September 12 – October 25, 2025
Opening Reception: Friday, September 12, 6:00 – 8:00 pm
In-person Artist Talk: Friday, October 10, 6:30 PM
*Nomi Silverman, was the winner of the 2024 Five Points Printmaking Juried Exhibition, juried by Donna Frustere
Artist’s Statement:
I am a storyteller. I use stories to talk about the humanitarian repercussions of the societal structures that deal with outsiders and those perceived of as “others”—those who have lesser voices and are on the margins of society. I often use the voice of one individual to put a human face to the generic, nameless, faceless masses that are frequently portrayed in the media.
The ramifications of the decisions made by those in positions of power, who are often removed or distant at best and sometimes evil at worst, ripple through families and society. They tear apart the fabric that binds us all together. As some members of my family were killed because of state-sponsored terrorism, I am acutely aware of what happens to others labelled as “vile outsiders”. The pogroms—a foreshadowing of the horrors of the Holocaust that would take the lives of many of my family members who stayed behind—were one of the many reasons my grandmother, grandfather, and uncle left Belarus and landed in New York, where my mother and, eventually, I was born.
Giving agency to the voices of those on the margins of society provides importance and humanization to easily overlooked, generalized, and uncomfortable issues. And when something is personalized, it becomes more difficult to look the other way.
The exhibition started to be about refugees and immigrants (a subject I have been working on for many years). This exhibition does put a large stress on immigrants/refugees and their journeys to escape whatever it is that forced them to leave their home country. However, in the interim, between our initial discussion and now, the concerns and issues have changed, and the focus of the exhibition has expanded to take into account what is going on in our country today, as well as its impact on people.
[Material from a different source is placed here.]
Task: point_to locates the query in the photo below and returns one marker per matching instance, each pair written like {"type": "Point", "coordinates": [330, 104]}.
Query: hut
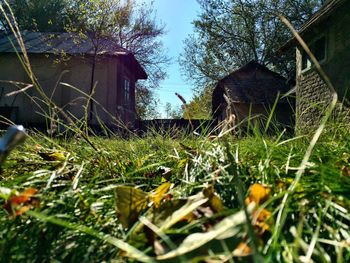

I started looking at the effects policies (or non-policies) coming out of Washington have on the general public—workers, mothers, parents, and certainly, it goes without saying, immigrants. One of my newer bodies of work—the mixed-media drawings on mylar, the Laborer series—talks to the disappearance of people. The translucency of the substrate material allows for the images to be seen on the other side. As I whitewash on the back of the drawings, overlaying the image that is seen, I am mimicking the administration’s mass deportations of people, without regard to rights or even status, that is happening across the country. Furthermore, the subtext—one that makes these drawings more than a current political statement- are the people who hide in the shadows. Quietly raising families, working, contributing, but being part of the underground workforce. Being on translucent paper, they are in our space, yet not. We can see right through them. (Interestingly enough, this subject brings me back to one I have worked with, on and off for years, workers. In fact, my latest newsletter concerns the images of work in art throughout the centuries. I may print it out and bring copies for the show.)
A new lithograph, The Wave, ostensibly talks about refugees, but also refers to the constant wave of stressors, chaos, and profound concerns that barrage us daily, even hourly, and threaten to overwhelm us. One such concern, the status of women, is reflected in Susannah and the Elders, a Biblical story, but certainly familiar to any woman nowadays. James also refers to these chaotic times, even though it occurred a few years ago. A young man from Haiti, who posed for me for many years, talked often about his struggles both here and when he was in Haiti. This sculpture, done years later, seems to come from both him and me. A primal scream if you will.
The sculpture Las Madres, refers to the Mothers of the Disappeared in Argentina, who became a powerful symbol of resistance in the Dirty War (1976-1983). But it focuses on a subject I have also thought about for a while, the killing of our young. Las Madres translates sadly too well, as we see the mothers of these children facing the cameras with a mix of fierce determination, anger, and profound sorrow.
I should leave by talking about one more sculpture, Ozymandias, which refers to the poem by Percy Shelley, written in 1818 (or 1819), and warns of the ethereal nature of power, a warning that could, and should, be well heeded today. (And reminds me of “Planet of the Apes”….Hoping not an omen.)
I met a traveller from an antique land
Who said: Two vast and trunkless legs of stone
Stand in the desart.[d] Near them, on the sand,
Half sunk, a shattered visage lies, whose frown,
And wrinkled lip, and sneer of cold command,
Tell that its sculptor well those passions read
Which yet survive, stamped on these lifeless things,
The hand that mocked them and the heart that fed:
And on the pedestal these words appear:
“My name is Ozymandias, King of Kings:
Look on my works, ye Mighty, and despair!”
No thing beside remains. Round the decay
Of that colossal wreck, boundless and bare
The lone and level sands stretch far away.